This is the case of England against Home Rule; it is a case which, however feebly stated—and I may well have failed to state it with force—is founded on argument. It is a case which makes and need make no appeal to rhetoric; it is a case which indeed, like all sound views of national policy, is grounded on the interest of the greater number of the citizens of the State, but it is a case not grounded on any mere pride of power, a case not based on any disregard of justice, a case which above all involves no unfriendliness to Irishmen, and no assumption, either tacit or express, that there has fallen to Irishmen a greater amount of either original or acquired sin than falls to other human beings, it is a case which does not assume that real or supposed differences of race are a legitimate ground for inequality of rights. Any one, indeed, after having to the best of his power tried to state what can be said with fairness on one side of a question such as that now at issue between the majority and the minority of the citizens of the United Kingdom, may well call to mind the conclusion of the noblest statement ever made by genius of a case involving momentous national interests:—
“It would be presumption in me to do more than to make a case. Many things occur. But as they, like all political measures, depend on dispositions, tempers, means, and external circumstances for all their effect, not being well assured of these, I do not know how to let loose any speculations of mine on the subject. The evil is stated in my opinion as it exists. The remedy must be where power, wisdom, and information, I hope, are more united with good intentions than they can be with me. I have done with this subject, I believe for ever. It has given me many anxious moments for the two last years. If a great change is to be made in human affairs, the minds of men will be fitted to it; the general opinions and feelings will draw that way. Every fear, every hope, will forward it; and then they who persist in opposing this mighty current in human affairs will appear rather to resist the decrees of Providence itself, than the mere designs of men. They will not be resolute and firm, but perverse and obstinate."[73]
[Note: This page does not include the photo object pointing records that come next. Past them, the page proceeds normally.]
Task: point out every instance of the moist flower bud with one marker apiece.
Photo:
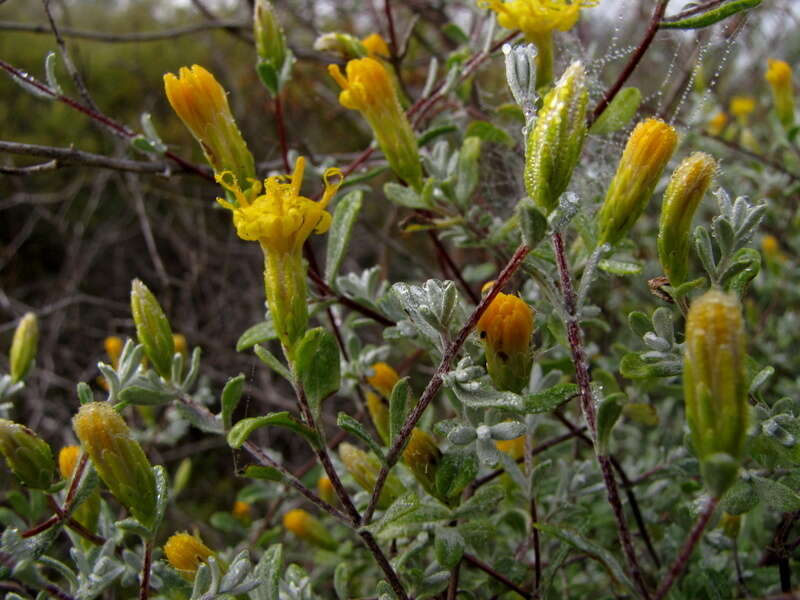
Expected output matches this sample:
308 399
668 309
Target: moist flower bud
368 88
185 553
308 528
27 455
779 77
152 328
23 347
202 104
649 148
118 459
554 145
422 456
506 329
714 386
685 190
364 468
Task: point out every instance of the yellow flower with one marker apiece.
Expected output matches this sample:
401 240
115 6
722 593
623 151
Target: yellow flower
280 219
716 125
308 528
649 148
201 103
368 88
506 328
742 107
242 510
185 552
376 45
383 379
537 17
68 460
779 77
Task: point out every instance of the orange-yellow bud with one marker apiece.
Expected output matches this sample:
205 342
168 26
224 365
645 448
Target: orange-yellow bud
202 104
649 148
186 552
308 528
506 329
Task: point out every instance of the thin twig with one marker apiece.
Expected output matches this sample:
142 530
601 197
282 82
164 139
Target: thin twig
475 562
436 381
575 337
636 57
124 38
144 588
688 547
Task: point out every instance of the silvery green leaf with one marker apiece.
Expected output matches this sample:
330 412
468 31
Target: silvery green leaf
656 342
508 430
702 244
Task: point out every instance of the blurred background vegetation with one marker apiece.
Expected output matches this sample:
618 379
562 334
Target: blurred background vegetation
71 239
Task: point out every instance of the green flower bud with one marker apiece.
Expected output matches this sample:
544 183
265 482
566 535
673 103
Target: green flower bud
270 40
649 148
307 527
27 455
422 456
118 459
364 468
23 347
686 189
554 145
714 386
152 328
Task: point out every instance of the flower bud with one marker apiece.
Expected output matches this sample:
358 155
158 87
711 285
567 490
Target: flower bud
325 489
242 510
27 455
308 528
201 103
23 347
422 456
368 88
554 145
686 189
68 460
118 459
647 152
185 552
383 380
364 468
268 33
714 386
779 77
152 328
506 328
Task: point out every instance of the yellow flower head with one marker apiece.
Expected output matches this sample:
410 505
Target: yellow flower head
369 88
201 103
185 552
779 73
376 45
68 460
280 219
537 17
383 379
742 106
507 324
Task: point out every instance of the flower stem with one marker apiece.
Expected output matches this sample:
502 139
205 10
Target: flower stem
688 547
584 380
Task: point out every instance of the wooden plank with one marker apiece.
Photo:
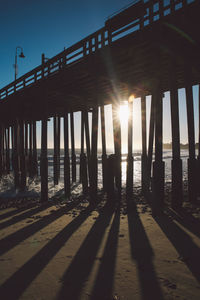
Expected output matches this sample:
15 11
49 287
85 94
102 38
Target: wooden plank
66 157
44 162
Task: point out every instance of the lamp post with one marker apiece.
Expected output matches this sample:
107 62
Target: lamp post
20 55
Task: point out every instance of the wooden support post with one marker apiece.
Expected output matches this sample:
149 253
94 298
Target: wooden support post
56 150
22 157
13 146
94 163
73 155
158 164
35 162
177 192
87 137
7 143
66 158
82 146
111 176
144 178
83 159
1 150
16 165
151 140
198 158
104 155
44 163
192 162
129 173
30 149
117 146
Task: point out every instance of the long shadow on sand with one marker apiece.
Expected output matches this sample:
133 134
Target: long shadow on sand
12 212
78 271
103 286
186 219
15 238
25 215
142 253
21 279
189 252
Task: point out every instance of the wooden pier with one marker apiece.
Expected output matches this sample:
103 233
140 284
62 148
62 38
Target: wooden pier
147 49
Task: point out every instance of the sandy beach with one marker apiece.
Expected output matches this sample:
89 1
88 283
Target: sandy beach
105 250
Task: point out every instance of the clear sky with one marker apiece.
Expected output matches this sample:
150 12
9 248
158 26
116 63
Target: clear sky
47 26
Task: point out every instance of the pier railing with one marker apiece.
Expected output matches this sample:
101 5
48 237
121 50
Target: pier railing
134 18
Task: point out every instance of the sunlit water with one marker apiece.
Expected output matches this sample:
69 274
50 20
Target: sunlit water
33 187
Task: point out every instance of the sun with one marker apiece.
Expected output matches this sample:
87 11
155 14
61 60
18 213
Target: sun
123 114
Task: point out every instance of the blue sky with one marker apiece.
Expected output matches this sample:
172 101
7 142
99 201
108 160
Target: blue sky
47 26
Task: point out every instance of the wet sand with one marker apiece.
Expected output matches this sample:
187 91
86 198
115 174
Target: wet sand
77 250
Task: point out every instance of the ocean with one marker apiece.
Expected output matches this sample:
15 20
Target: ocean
33 186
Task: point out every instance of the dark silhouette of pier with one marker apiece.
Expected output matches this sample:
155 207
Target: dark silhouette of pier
146 49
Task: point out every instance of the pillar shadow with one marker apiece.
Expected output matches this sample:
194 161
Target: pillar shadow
26 214
142 253
11 213
186 219
103 285
21 279
77 273
189 252
15 238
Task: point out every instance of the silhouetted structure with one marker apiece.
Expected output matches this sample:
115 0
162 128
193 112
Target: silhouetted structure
147 49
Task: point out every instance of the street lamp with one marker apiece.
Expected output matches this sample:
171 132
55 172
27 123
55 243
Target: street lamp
20 55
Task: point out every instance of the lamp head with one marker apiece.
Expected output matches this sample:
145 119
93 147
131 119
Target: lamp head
22 55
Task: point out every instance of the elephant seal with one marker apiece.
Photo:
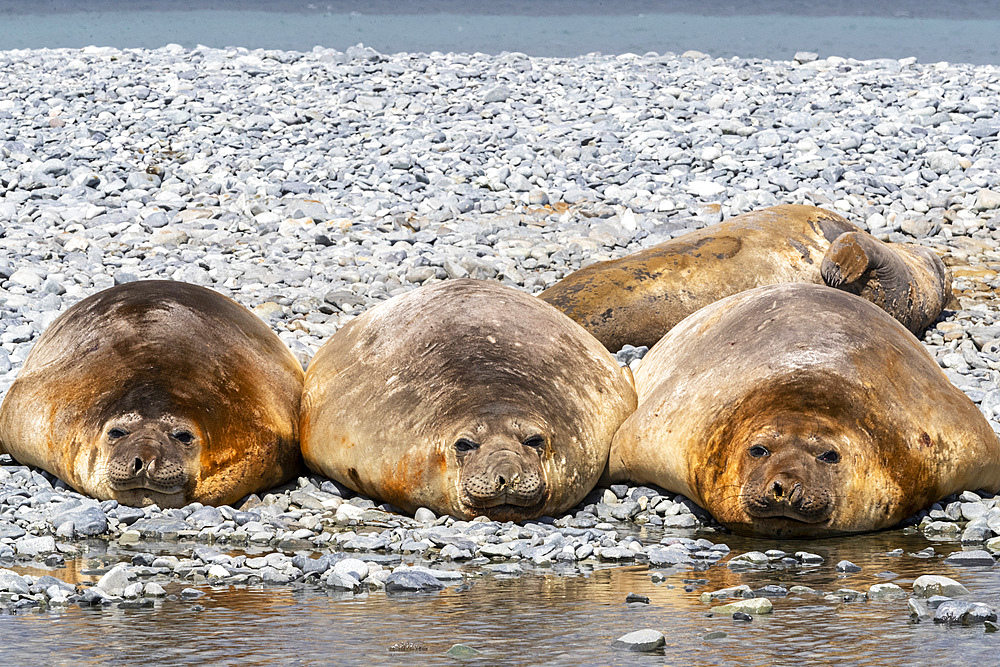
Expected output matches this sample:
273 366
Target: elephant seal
466 397
157 392
638 298
799 410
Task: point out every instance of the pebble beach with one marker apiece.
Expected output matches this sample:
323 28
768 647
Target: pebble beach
310 186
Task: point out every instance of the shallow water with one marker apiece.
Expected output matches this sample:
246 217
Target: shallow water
545 616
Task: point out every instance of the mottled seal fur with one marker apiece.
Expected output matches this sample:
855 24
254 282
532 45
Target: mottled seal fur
638 298
157 392
465 397
799 410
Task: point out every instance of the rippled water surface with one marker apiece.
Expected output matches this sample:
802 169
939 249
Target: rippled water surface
545 616
774 29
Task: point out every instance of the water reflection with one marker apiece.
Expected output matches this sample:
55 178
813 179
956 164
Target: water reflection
535 618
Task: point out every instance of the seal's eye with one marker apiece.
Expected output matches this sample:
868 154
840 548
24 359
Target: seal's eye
465 445
184 437
829 457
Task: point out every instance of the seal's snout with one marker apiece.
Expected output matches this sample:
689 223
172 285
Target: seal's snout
787 490
502 478
145 462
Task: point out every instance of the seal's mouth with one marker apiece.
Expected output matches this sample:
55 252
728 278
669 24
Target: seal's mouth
496 509
786 512
502 500
146 484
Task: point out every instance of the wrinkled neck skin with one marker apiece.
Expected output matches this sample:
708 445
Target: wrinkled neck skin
505 477
789 492
143 460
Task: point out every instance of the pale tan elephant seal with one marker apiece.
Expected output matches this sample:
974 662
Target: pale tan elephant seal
638 298
157 392
465 397
799 410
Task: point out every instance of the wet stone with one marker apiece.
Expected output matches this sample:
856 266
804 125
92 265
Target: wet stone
964 613
807 558
918 609
935 601
741 591
461 651
771 591
847 566
412 581
927 585
886 591
751 606
640 641
974 558
86 521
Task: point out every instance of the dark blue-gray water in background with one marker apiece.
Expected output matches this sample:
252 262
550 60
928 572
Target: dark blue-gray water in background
963 31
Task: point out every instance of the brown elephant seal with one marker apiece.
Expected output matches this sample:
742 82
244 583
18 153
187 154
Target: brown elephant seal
157 392
638 298
799 410
909 282
465 397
The sentiment of these words is one of eternal application. Still at this great crisis in the fortunes of our country, when every course is involved in undeniable perplexity, and surrounded by admitted danger, there are two principles to which we may confidently appeal; for it is by habitual adherence to them that England has grown to greatness. These two principles are the maintenance of the supremacy of the whole State, and the use of that supremacy for the purpose of securing to every citizen, whether rich or poor, the rights of liberty and of property conferred upon him by law. To maintain that any policy, however plausible, by which these principles are violated, must undermine the moral basis of the Constitution, and must therefore lead the nation to calamity and to disgrace, is at any rate to plead a cause which rests upon a firm foundation of plain morality. The case may be ill-stated, the arguments by which it is defended may admit of reply, but it is a case which a just man may put forward without shame, and a humane man may support without compunction.